Cost Estimation & Optimization ¶
Opportunity to optimize resources ¶
- Usage of reserved EC2 instances for stable workloads (AWS Cost Explorer Reserved Optimization | Compute Optimizer - get a -$ of up to 42% vs On-Demand)
- Usage of Spot EC2 instances for fault-tolerant workloads (-$ by up to 90%).
- Use ASG to allow your EC2 fleet to ± based on demand.
- Id EC2 w/ low-utiliz and -$ by stop / rightsize them.
- Compute Savings Plans to reduce EC2, Fargate and Lambda $ (Compute Savings Plans OK regardless of EC2 family, size, AZ, reg, OS or tenancy, OK for Fargate / Lambda too).
- Usage of reserved RDS instances for stable workload databases.
Monitoring & Automation
- AWS billing alarms + AWS Budget (forecasted account cost / RI Coverage) Notifications to Slack
- Activate AWS Trusted Advisor cost related results
- Id EBS w/ low-utiliz and -$ by snapshotting and then rm them
- Check underutilized EBS to be possibly shrunk or removed.
- Networking -> deleting idle LB -> Use LB check w/ RequestCount of > 100 past 7d.
- Setup Lambda nuke to automatically clean up AWS account resources.
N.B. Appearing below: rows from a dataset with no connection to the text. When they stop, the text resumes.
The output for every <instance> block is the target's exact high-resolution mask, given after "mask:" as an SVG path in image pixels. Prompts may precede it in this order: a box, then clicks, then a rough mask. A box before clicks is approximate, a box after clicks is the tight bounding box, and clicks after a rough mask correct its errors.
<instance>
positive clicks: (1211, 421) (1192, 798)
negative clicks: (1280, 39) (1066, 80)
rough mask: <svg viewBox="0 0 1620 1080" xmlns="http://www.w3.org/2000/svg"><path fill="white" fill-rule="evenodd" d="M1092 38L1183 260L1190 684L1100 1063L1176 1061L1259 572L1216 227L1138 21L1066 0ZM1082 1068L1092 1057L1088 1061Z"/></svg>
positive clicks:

- Setup lambda scheduler for stop and start resources on AWS (EC2, ASG & RDS)
Storage & Network Traffic
- Check S3 usage and -$ by leveraging lower $ storage tiers.
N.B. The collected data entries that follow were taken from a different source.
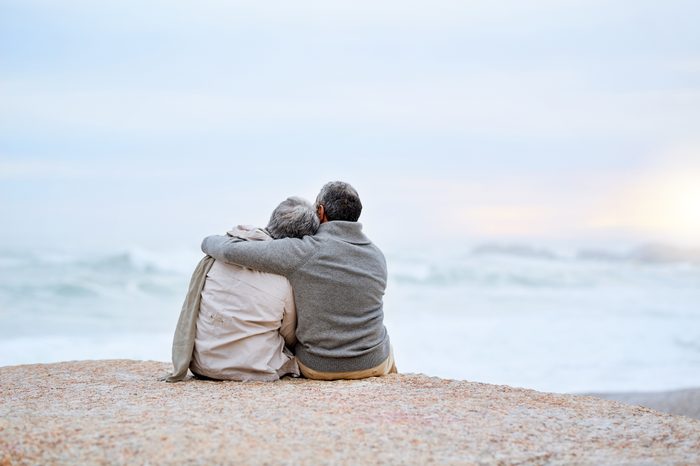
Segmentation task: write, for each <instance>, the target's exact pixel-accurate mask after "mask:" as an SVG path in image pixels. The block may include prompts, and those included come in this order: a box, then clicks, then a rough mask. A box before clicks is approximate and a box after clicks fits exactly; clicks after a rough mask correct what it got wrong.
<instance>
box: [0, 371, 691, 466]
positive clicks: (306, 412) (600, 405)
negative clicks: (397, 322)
mask: <svg viewBox="0 0 700 466" xmlns="http://www.w3.org/2000/svg"><path fill="white" fill-rule="evenodd" d="M168 369H169V365H168V364H165V363H160V362H150V361H125V360H118V361H83V362H65V363H57V364H39V365H27V366H10V367H2V368H0V464H13V465H14V464H202V465H208V464H251V463H252V464H264V463H268V464H329V463H336V464H372V463H391V464H397V463H399V464H406V463H411V464H427V463H431V462H432V463H452V464H634V465H643V464H700V421H698V420H694V419H690V418H687V417H681V416H672V415H669V414H662V413H659V412H656V411H652V410H650V409H648V408H641V407H635V406H630V405H625V404H622V403H619V402H616V401H608V400H601V399H597V398H593V397H585V396H572V395H553V394H546V393H540V392H535V391H532V390H524V389H515V388H510V387H506V386H497V385H487V384H480V383H473V382H464V381H453V380H443V379H438V378H431V377H426V376H423V375H391V376H387V377H382V378H374V379H366V380H361V381H338V382H315V381H309V380H301V379H298V380H283V381H280V382H275V383H268V384H265V383H237V382H205V381H195V380H189V381H186V382H182V383H175V384H167V383H165V382H161V381H159V377H160V376H162V375H164V374H165V373H166V372H167V371H168Z"/></svg>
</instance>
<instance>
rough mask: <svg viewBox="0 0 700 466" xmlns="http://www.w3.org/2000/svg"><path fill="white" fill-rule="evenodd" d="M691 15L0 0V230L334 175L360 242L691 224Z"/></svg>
mask: <svg viewBox="0 0 700 466" xmlns="http://www.w3.org/2000/svg"><path fill="white" fill-rule="evenodd" d="M698 24H700V3H698V2H697V1H675V0H670V1H666V2H658V1H634V2H632V1H618V2H614V1H612V2H611V1H606V2H603V1H591V0H586V1H566V0H558V1H530V2H527V1H525V2H523V1H514V0H513V1H503V2H485V1H484V2H476V1H439V0H438V1H430V2H410V1H409V2H407V1H388V2H376V1H371V2H370V1H333V2H322V1H299V2H274V1H273V2H253V1H251V2H235V1H232V2H224V1H203V2H177V1H167V2H166V1H120V2H109V1H107V2H89V1H70V0H68V1H61V2H53V1H32V0H22V1H6V0H0V218H2V219H3V222H2V223H3V225H4V226H3V228H1V229H0V240H1V241H2V243H4V244H19V245H22V246H30V247H31V246H34V245H41V246H42V247H44V246H54V247H56V248H63V247H71V248H73V247H83V246H88V245H89V246H108V247H111V248H118V247H123V246H125V245H143V246H152V245H154V244H159V243H161V242H163V241H167V242H170V243H172V244H178V245H182V244H195V243H196V244H198V242H199V240H200V239H201V237H202V236H204V235H206V234H210V233H217V232H221V231H222V230H223V229H225V228H227V227H229V226H230V225H232V224H236V223H252V224H264V223H265V222H266V220H267V217H268V215H269V212H270V211H271V210H272V208H274V206H275V205H276V204H277V202H279V201H281V200H282V199H283V198H284V197H285V196H287V195H302V196H304V197H306V198H308V199H310V200H313V198H314V197H315V195H316V193H317V192H318V190H319V188H320V187H321V185H322V184H323V183H324V182H326V181H330V180H333V179H342V180H345V181H349V182H350V183H352V184H353V185H355V187H356V188H357V189H358V191H359V192H360V195H361V197H362V199H363V203H364V205H365V210H364V212H363V216H362V218H361V221H363V223H364V224H365V230H366V231H367V232H368V234H370V236H371V237H373V238H375V239H376V240H377V241H378V242H379V243H380V244H390V243H392V242H402V243H403V242H406V243H410V242H411V241H415V240H420V241H442V240H447V239H449V240H458V241H461V240H464V241H481V240H499V241H500V240H508V241H511V240H512V241H520V240H522V241H533V242H546V241H554V240H557V241H562V240H596V241H601V240H603V241H607V240H609V241H618V240H624V241H629V242H647V241H662V242H672V243H682V244H692V245H700V28H698V26H697V25H698ZM164 238H167V240H164Z"/></svg>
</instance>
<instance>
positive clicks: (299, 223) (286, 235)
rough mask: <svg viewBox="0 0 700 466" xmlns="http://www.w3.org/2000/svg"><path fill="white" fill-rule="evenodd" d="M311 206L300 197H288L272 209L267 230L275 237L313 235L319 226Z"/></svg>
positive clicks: (286, 237)
mask: <svg viewBox="0 0 700 466" xmlns="http://www.w3.org/2000/svg"><path fill="white" fill-rule="evenodd" d="M319 223H320V222H319V219H318V215H316V212H315V211H314V208H313V206H312V205H311V204H310V203H309V202H307V201H305V200H304V199H302V198H300V197H296V196H293V197H288V198H287V199H285V200H284V201H282V202H281V203H280V205H278V206H277V207H276V208H275V210H273V211H272V215H271V216H270V221H269V222H268V224H267V227H266V229H267V232H268V233H270V236H272V237H273V238H275V239H278V238H302V237H304V236H307V235H313V234H315V233H316V230H318V226H319Z"/></svg>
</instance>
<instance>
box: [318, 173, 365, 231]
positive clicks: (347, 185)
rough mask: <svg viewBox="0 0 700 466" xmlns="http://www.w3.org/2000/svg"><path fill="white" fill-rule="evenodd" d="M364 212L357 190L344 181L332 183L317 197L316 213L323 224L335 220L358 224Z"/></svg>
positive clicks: (327, 186)
mask: <svg viewBox="0 0 700 466" xmlns="http://www.w3.org/2000/svg"><path fill="white" fill-rule="evenodd" d="M361 212H362V203H361V202H360V196H359V195H358V194H357V191H355V188H353V187H352V186H350V184H349V183H345V182H343V181H331V182H330V183H326V184H325V185H323V188H321V192H320V193H318V196H317V197H316V213H317V214H318V217H319V218H320V219H321V223H323V222H330V221H333V220H344V221H346V222H356V221H357V219H359V218H360V213H361Z"/></svg>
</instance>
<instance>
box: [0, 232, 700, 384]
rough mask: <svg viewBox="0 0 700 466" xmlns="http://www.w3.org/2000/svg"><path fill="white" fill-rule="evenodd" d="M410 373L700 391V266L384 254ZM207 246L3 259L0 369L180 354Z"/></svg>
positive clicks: (420, 249) (538, 252)
mask: <svg viewBox="0 0 700 466" xmlns="http://www.w3.org/2000/svg"><path fill="white" fill-rule="evenodd" d="M385 253H386V256H387V262H388V267H389V284H388V287H387V293H386V296H385V324H386V326H387V329H388V331H389V334H390V336H391V340H392V344H393V346H394V352H395V355H396V360H397V366H398V369H399V371H400V372H421V373H425V374H428V375H433V376H440V377H446V378H454V379H464V380H471V381H477V382H485V383H495V384H507V385H511V386H518V387H527V388H533V389H537V390H542V391H549V392H569V393H580V392H593V391H656V390H669V389H677V388H689V387H698V386H700V258H699V257H698V256H697V254H692V253H685V252H683V251H681V250H677V249H672V248H658V247H657V248H653V247H643V248H636V249H630V250H628V251H626V252H622V253H620V252H611V251H604V250H591V249H579V250H571V251H564V252H562V251H555V250H550V249H546V248H537V247H530V246H523V245H515V246H513V245H510V246H509V245H505V246H504V245H494V244H485V245H476V246H464V247H462V248H459V247H458V248H455V247H451V248H449V249H447V248H444V249H439V248H437V249H419V248H414V249H400V250H395V251H392V250H388V249H386V250H385ZM200 257H201V254H200V253H199V252H198V251H197V250H196V249H191V250H190V249H188V250H180V251H151V250H144V249H131V250H123V251H114V252H113V253H109V254H108V253H104V254H67V253H56V252H54V253H46V252H42V253H41V254H39V253H36V252H27V251H13V252H9V251H5V252H0V366H4V365H14V364H30V363H43V362H54V361H63V360H80V359H105V358H109V359H113V358H133V359H151V360H159V361H169V360H170V344H171V340H172V333H173V330H174V328H175V324H176V322H177V318H178V314H179V310H180V306H181V303H182V300H183V298H184V296H185V292H186V290H187V284H188V281H189V277H190V274H191V272H192V270H193V269H194V266H195V265H196V263H197V261H198V260H199V259H200Z"/></svg>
- Use S3 Analytics, or automate mv for these objects into lower $ storage tier w/ Life Cycle Policies or w/ S3 Intelligent-Tiering.
- If DataTransferOut from EC2 to the public internet is significant $, consider implementing CloudFront.
- Stable workloads will always run on reserved instances, the following calculation only considers 1yr. No Upfront mode, in which Client will not have to pay in advance but commits to this monthly usage and will be billed so, even if the instance type is not used. More aggressive Reservation strategies can be implemented to further reduce costs, these will have to be analyzed by business in conjunction with operations.